Renée Akitelek Mboya
Renée Akitelek Mboya is a writer, curator and filmmaker working between Dakar and Nairobi and is collaborative editor and member of the Wali Chafu Collective, Nairobi, KE. Her custom is one that relies on biography and storytelling as a form of research and production. A Glossary of Words My Mother Never Taught Me, comprising a 3-week screening event and installation at Cell Project Space, was Akitelek Mboya's first solo presentation in the UK.
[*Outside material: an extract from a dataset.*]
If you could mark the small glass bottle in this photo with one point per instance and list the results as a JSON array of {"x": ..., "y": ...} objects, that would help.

The eponymously-titled short film A Glossary Of Words My Mother Never Taught Me follows the heritage of the 1966 film Africa Addio (also known as Africa Blood & Guts in the United States, and Africa Farewell in the United Kingdom). Africa Addio is a sensationalist Italian documentary about the end of the colonial era in Africa, shot over a period of three years by Gualtiero Jacopetti and Franco Prosperi, who had gained fame as the directors of Mondo Cane in 1962. This film ensured the viability of the so-called Mondo film genre, a cycle of “shockumentaries” — a description that largely characterizes Africa Addio. In appropriating the form and material of Africa Addio, Mboya subverts the film’s material to articulate the forensic function of image as evidence of the racist regime that portrays certain bodies as criminal, or worse.